Thursday, January 27, 2011

The Great Clutter War of 2011

I have so many things. I do not know where they came from. Many of them serve no apparent purpose, and I want them gone.

Occasionally I will get in a mood to deep clean and have a brief window of time where I want to throw stuff out. Not now. Now the window is wide open, and I want to simplify absolutely everything. It's just so damn hard--and time consuming.

I started in the kitchen. And it's still not done. I threw out all of the expired dry goods. We are not canned soup people. Lesson learned. I threw out the spices that had hardened to the point they would no longer come out of the jar. Then I organized the spice drawer. I have four opened jars of chili powder. Four.  But the spice drawer was so cluttered I never knew what I had, so I bought chili powder every third time I made chili. This is no way to live.

Also in the kitchen were not one but two "junk drawers." The complicated no-man's-land where batteries, power cords, and unidentifiable plastic pieces went to die. And die they did. I threw them all out. We don't even have a Blackberry device in the house, but we had three power cords.

I gave up on the kitchen after a while, leaving the utensil drawer untackled and the small appliance cupboard in disarray.

In the living room I attacked the basket full of magazines with a vengeance. Gone are the Glamour magazines of 2009. The recycle bin over flows with the Better Homes and Gardens issues that went unread (the subscription was free with the purchase of my living room curtains--who can resist?) Then the mail pile. I have lived in my house for a year and a half. Before we purchased it, it was on the market for months. Before that, it was being renovated for months. Tell me, then, why after three years (and my countless "Return to Sender" pleas) do I still get stacks of mail for people who do not live here each week. I feel guilty throwing them out. So I keep them, write "RTS" on them, and try to remember to stop by the post office. Sigh.

It's not just the physical things I want to simplify. We dumped Direct TV last week. After analyzing our viewing habits, we realized TV time went something like this:
"See anything on?" We'd scroll through the guide three, four, five times.
"Want to see what's on Netflix?"

We paid $70 a month for this privilege, and so we cut it out. I removed the box. One less remote. Fabulous.

I have now run out of easy projects. I have not, however, run out of clutter. There are the clothes I rarely wear in the closet. The clothes I'd probably wear if I ever brought them up from the basement. The "important files" folders sitting in heaps in the "office" that has seen narry a desk chair nor any productivity since we moved in, though it has no shortage of books packed in boxes.

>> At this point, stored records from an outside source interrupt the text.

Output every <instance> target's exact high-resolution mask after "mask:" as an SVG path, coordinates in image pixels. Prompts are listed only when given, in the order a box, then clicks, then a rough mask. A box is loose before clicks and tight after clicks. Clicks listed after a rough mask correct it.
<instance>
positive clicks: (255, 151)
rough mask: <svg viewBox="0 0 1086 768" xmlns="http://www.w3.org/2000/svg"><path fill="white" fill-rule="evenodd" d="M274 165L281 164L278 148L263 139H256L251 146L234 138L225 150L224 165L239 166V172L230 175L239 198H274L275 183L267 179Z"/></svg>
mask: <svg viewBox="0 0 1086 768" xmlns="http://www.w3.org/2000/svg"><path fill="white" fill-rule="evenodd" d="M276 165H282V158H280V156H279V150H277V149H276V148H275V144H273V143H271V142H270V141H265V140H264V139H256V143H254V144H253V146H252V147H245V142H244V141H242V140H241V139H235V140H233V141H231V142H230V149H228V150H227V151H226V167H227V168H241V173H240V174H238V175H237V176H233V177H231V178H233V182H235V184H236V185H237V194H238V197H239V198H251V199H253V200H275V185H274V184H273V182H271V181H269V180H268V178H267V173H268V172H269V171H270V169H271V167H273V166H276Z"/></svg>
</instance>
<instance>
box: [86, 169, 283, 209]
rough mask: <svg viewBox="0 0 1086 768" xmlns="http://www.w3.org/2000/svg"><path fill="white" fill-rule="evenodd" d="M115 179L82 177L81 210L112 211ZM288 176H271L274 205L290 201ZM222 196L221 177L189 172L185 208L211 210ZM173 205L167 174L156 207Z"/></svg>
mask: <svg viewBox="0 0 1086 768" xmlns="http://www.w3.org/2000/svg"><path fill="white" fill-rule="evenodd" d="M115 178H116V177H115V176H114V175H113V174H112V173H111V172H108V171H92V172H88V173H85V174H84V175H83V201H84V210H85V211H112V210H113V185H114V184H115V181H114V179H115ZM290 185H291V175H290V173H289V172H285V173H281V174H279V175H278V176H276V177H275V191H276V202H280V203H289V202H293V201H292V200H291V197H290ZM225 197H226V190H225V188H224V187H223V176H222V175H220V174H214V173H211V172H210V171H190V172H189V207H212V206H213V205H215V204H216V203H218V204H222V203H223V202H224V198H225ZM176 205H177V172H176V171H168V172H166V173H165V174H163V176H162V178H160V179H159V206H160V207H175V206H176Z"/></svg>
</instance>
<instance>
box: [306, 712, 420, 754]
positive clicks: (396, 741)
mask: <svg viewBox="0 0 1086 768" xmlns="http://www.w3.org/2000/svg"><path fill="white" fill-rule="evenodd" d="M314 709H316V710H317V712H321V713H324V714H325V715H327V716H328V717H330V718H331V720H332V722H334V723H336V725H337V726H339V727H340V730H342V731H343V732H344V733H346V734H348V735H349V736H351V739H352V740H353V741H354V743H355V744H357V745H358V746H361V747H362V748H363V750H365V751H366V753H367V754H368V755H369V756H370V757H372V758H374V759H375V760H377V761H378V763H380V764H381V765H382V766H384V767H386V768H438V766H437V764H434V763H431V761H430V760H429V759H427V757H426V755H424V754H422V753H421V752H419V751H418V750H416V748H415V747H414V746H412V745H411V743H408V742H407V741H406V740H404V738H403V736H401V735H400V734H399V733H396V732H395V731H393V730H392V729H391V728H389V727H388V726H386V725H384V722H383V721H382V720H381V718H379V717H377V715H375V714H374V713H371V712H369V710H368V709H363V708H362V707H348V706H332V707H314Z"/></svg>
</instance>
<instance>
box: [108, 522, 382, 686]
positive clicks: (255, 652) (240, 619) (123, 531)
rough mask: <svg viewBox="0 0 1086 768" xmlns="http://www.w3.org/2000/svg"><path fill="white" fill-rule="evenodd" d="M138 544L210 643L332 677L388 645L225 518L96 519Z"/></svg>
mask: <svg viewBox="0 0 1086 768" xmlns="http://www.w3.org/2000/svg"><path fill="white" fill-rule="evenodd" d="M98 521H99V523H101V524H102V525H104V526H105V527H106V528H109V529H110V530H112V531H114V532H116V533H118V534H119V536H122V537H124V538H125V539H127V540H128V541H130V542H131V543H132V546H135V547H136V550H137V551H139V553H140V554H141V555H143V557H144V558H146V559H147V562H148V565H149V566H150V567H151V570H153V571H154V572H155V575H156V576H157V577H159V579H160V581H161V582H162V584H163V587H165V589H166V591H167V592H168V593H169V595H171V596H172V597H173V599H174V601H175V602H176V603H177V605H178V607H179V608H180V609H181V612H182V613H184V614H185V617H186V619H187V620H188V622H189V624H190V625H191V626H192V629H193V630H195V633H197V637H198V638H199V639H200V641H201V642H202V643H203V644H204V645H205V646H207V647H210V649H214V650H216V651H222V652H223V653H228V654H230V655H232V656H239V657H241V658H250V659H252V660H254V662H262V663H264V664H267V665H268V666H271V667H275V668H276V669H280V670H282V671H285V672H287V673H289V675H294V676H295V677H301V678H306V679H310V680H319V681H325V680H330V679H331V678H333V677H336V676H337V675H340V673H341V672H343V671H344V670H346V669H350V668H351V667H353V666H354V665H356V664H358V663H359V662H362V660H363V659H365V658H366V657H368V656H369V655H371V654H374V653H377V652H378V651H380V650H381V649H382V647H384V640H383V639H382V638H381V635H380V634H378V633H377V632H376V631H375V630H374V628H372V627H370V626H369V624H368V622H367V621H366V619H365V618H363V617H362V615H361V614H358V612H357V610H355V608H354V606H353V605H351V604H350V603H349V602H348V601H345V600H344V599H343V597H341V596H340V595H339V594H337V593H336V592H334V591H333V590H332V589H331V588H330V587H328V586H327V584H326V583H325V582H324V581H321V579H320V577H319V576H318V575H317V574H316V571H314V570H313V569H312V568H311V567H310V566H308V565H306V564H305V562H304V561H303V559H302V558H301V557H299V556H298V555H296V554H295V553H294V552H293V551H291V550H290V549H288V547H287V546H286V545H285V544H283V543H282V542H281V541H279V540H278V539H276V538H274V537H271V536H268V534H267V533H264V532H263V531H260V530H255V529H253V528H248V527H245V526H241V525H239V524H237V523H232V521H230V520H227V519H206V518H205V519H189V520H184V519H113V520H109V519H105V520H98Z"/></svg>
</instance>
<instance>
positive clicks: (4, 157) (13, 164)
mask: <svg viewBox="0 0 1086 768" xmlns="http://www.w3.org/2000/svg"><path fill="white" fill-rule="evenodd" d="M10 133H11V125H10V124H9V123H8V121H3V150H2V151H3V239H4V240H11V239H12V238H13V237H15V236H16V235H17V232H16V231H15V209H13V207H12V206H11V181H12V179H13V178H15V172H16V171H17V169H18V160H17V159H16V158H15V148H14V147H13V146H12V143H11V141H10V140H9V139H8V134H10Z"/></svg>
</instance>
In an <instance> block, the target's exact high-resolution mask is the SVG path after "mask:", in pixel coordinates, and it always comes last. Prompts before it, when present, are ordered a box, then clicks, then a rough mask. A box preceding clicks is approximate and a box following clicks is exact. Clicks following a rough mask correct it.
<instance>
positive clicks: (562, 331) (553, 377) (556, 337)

And then there's the new stuff. The baby stuff.

She only weighs 11 pounds. She can't even propel herself forward. How in the world can she possibly have so much stuff?

I dedicated one of the previous junk drawers to her bottles, but they don't stay put. Each morning, I fill some up for daycare, then I bring them home, and put them on the counter. They are quickly joined by the bottles that I use to pump. Then the pump parts. Then I wash them all, so they can sit on the other side of the counter to dry. Then I use them again. And wash again. And dry them again. They go in the drawer while I'm asleep. I'm never even awake to enjoy the empty counters.

And her clothes. She already doesn't fit into newborn clothes, so I need to pack them up or give them away or something.

Plus she has to have places to sit, right? So there's a Pack n' Play in the bedroom, a car seat that floats between the nursery, the living room, and wherever else it happens to land. A swing in the living room. A bouncy chair in the bedroom or (when I need to shower) the bathroom.

I can't win.

So tell me, how do you fight the clutter?


  1. I only fight some of the clutter, some of the time. That seems to work.

    Right now, my bedroom is mostly clutter free. This is an acheivement, because I share my bedroom with my partner, two wardrobes full of clothing, bedding, towels, and (until recently) a sewing machine and hand-sewing equipment, a massive stash of cloth, knitting needles, crochet hooks, and six bags of yarn. Plus all the weird oddments of life, like letters my Mum wrote to me when I was 9 and went to stay on a farm for a week as part of a school trip.

    Anyway, but because the bedroom is clutter-free, the living room (which is also our kitchen and dining room) is definitely NOT clutter-free.

    It's like what they taught me in science: every action has an equal and opposite reaction. Every act of de-cluttering results in clutter appearing elsewhere. But that's OK, because now I have my bedroom as a clutter-free haven!


    PS. If the bottles don't want to be anywhere other than the counter, how about you find them a litte box so that they can sit on the counter? That's what I did with all my cooking utensils, and it seems to have worked - I think some things just like being able to see the world go by, rather than sit in a drawer :)

  2. A clutter-free zone! That's exactly what I need. Now to decide which part of my house it will be . . . it would probably make me happiest if it was the bedroom, but the living room is what guests see more than anything. Hmm . . .

    Also, I think you're right. I may just have bottles that are very curious about the world. Who am I to deny them?